Ecosystems running along the U.S.-Mexico border range from coniferous forests near the Sierra Madre Occidental to deserts in the Colorado River Valley, but 1125 kilometers of fencing proposed in U.S. Law 109-367 (otherwise known as the Secure Fence Act of 2006) will cut many of these bionetworks in half, drastically limiting the movements of wildlife.
Researchers from the University of Arizona and University of California-Berkeley conducted a case study of travel patterns of desert bighorn sheep and Ferruginous Pygmy-Owls, two species representative of wide-ranging mammals and nonmigratory birds respectively. The study, published online in Conservation Biology on June 23, used GPS telemetry collars and radio transmitters to track the two species in the Sonora area of Northern Mexico and Arizona, a region with one of the largest networks of protected land in North America.
According to the study’s findings, pygmy-owls on average fly approximately 4.5 feet above the ground; only 23 percent of their flights above 13 feet. This poses a major concern since the US-Mexico border fence is on average 13 feet high. The owls were taken off Arizona’s endangered species list in 2006, but conservationists continue to worry about the sustainability of the current population. Scientists of this latest study argue that the border fence will limit reproduction and genetic sharing from southern pygmy-owl communities, two factors vital for the Arizona-based population’s revival.
As far as the border fence’s impact on wide-ranging mammals, genetic analyses found there is a high level of genetic flow between the desert bighorn sheep populations of Sonora and Arizona, a fact that researchers point to as a reason for the need for transboundary movement.

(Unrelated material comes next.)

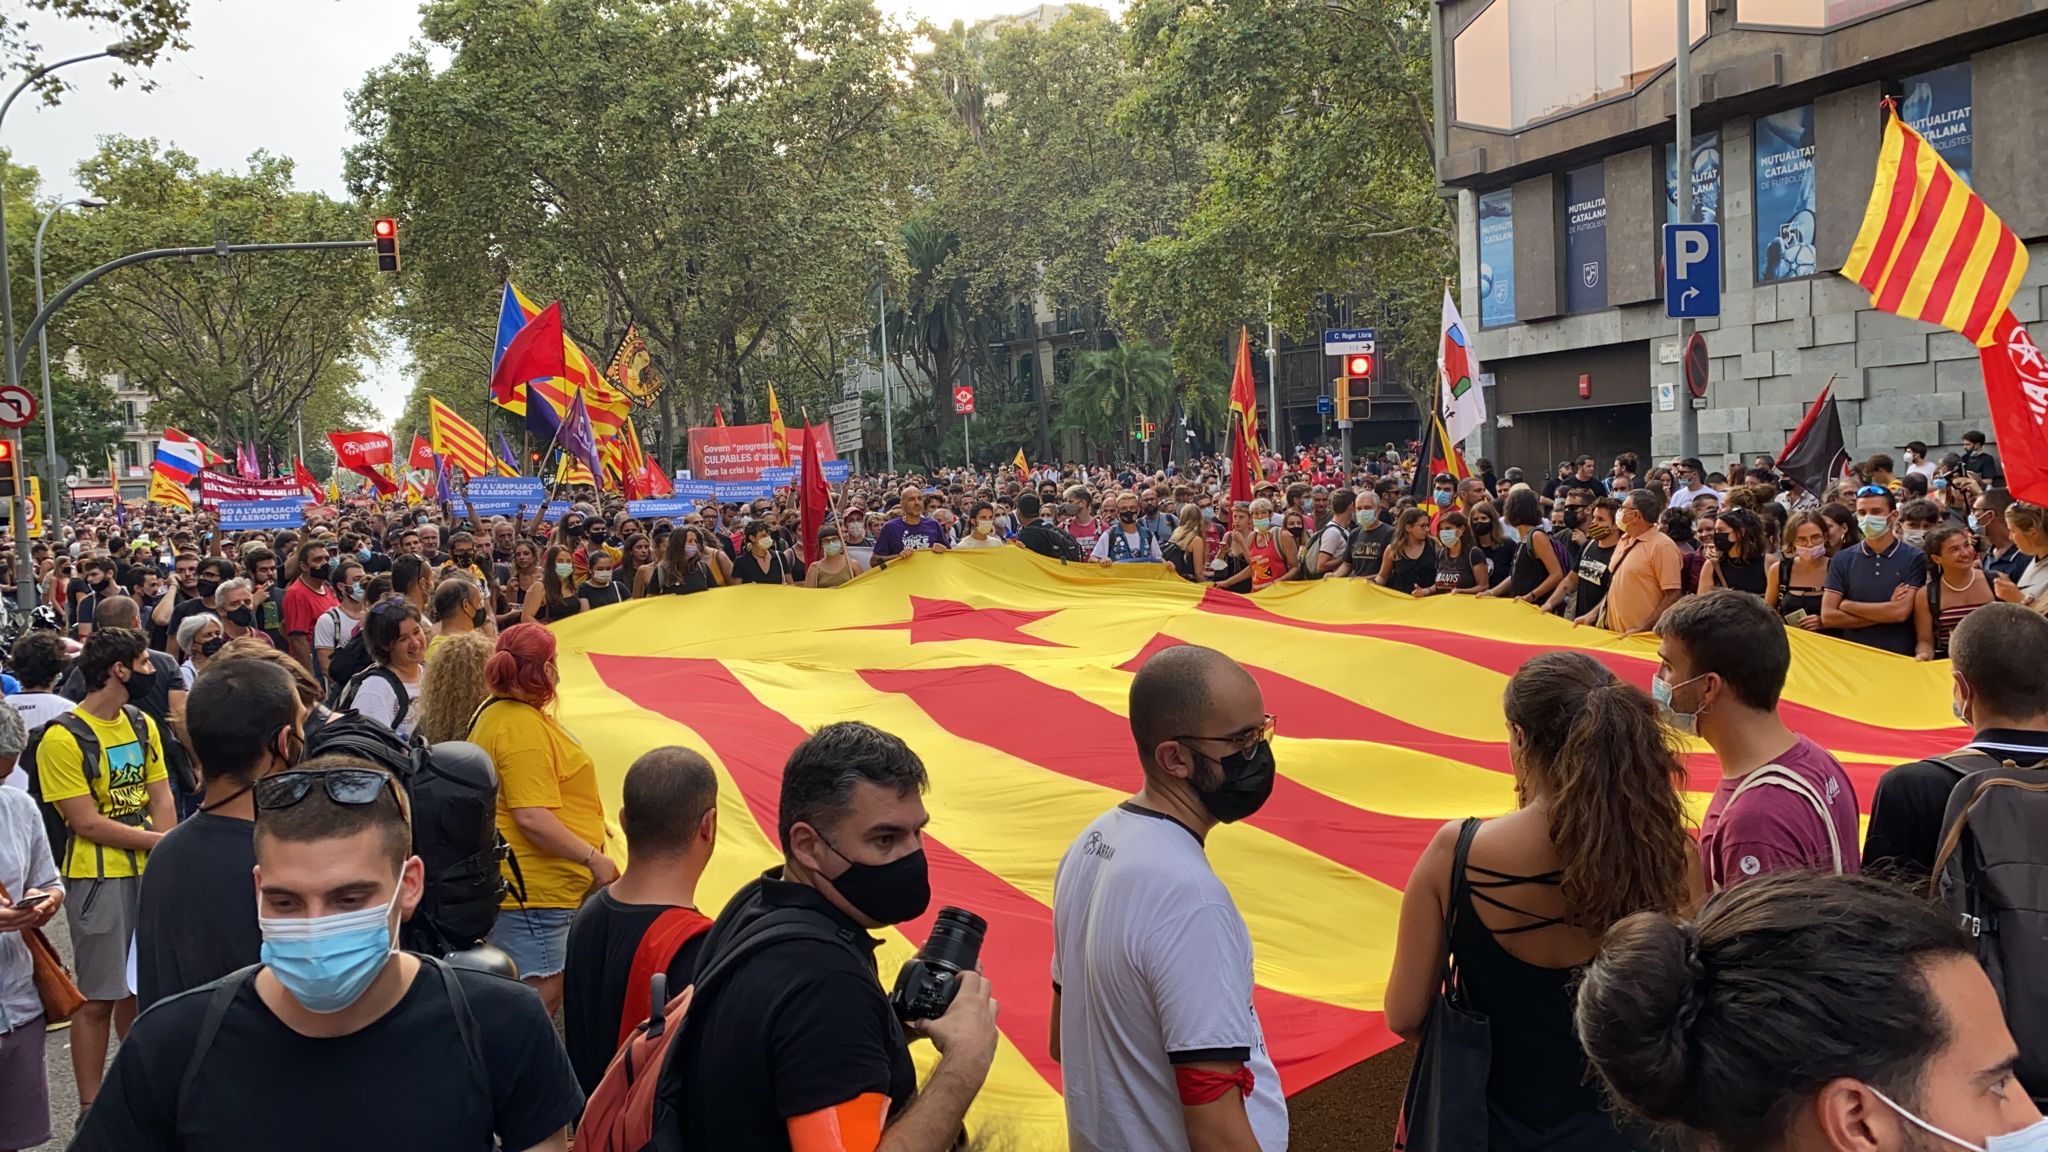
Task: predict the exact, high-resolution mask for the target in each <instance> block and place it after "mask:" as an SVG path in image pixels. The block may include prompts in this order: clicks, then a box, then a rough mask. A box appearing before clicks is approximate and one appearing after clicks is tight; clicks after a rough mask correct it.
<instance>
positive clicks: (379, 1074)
mask: <svg viewBox="0 0 2048 1152" xmlns="http://www.w3.org/2000/svg"><path fill="white" fill-rule="evenodd" d="M252 795H254V799H256V840H254V842H256V879H254V886H256V916H258V927H260V931H262V963H258V965H252V968H244V970H242V972H236V974H231V976H225V978H221V980H215V982H213V984H205V986H201V988H195V990H190V992H184V994H178V996H172V998H168V1000H162V1002H158V1004H156V1009H152V1011H150V1013H147V1015H145V1017H143V1019H139V1021H137V1025H135V1031H133V1033H131V1035H129V1039H127V1043H123V1045H121V1054H119V1058H115V1066H113V1070H111V1072H109V1076H106V1088H104V1091H102V1093H100V1107H96V1109H92V1111H90V1113H88V1115H86V1121H84V1127H82V1129H80V1134H78V1138H76V1140H74V1142H72V1148H74V1150H80V1152H100V1150H106V1152H113V1150H119V1152H135V1150H188V1152H203V1150H215V1148H285V1146H289V1148H295V1150H301V1152H324V1150H334V1152H342V1150H348V1152H356V1150H360V1148H377V1150H379V1152H412V1150H420V1152H428V1150H432V1152H442V1150H457V1148H477V1150H483V1148H494V1146H496V1148H506V1150H508V1152H514V1150H528V1148H541V1150H561V1148H567V1125H569V1121H571V1119H575V1115H578V1113H580V1111H582V1105H584V1095H582V1091H578V1086H575V1076H573V1072H569V1062H567V1056H563V1052H561V1043H559V1041H557V1039H555V1029H553V1025H551V1023H549V1019H547V1015H545V1013H543V1011H541V1000H539V998H537V996H535V994H532V990H528V988H524V986H522V984H518V982H514V980H506V978H500V976H489V974H483V972H467V970H455V968H449V965H444V963H440V961H436V959H428V957H420V955H414V953H406V951H399V949H397V927H399V922H401V920H403V918H406V916H410V914H412V910H414V908H418V904H420V898H422V892H424V886H426V877H424V869H422V865H420V857H414V855H412V826H410V822H408V816H406V810H403V801H401V799H399V787H397V781H395V779H393V777H391V775H389V773H385V771H383V769H375V767H371V765H369V763H365V760H354V758H348V756H317V758H313V760H309V763H305V765H303V767H299V769H291V771H283V773H272V775H268V777H262V779H260V781H256V787H254V791H252Z"/></svg>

The study’s GPS tracking also revealed that the sheep travel the shortest distance between two places, no matter the terrain or passage difficulty, which would render specialized wildlife crossings in the fence relatively useless in helping to stimulate bighorn movement between the countries.
Lastly, researchers also noted the potential threat of increased physical barriers, lighting, vehicle traffic, human activity, and land degradation on wildlife populations.
The study shied away from debating controversial questions, like whether there should be a U.S.-Mexico fence at all, offering up suggestions to encourage wildlife movement between the Sonora and Arizona instead. Ideas include increasing vegetation, particularly tall tree stands, for nonmigratory birds to launch from for long-distance flights and building crossing structures or fence gaps (although researchers did acknowledge the difficulty these would pose in the whole purpose of trying to keep humans from crossing the border).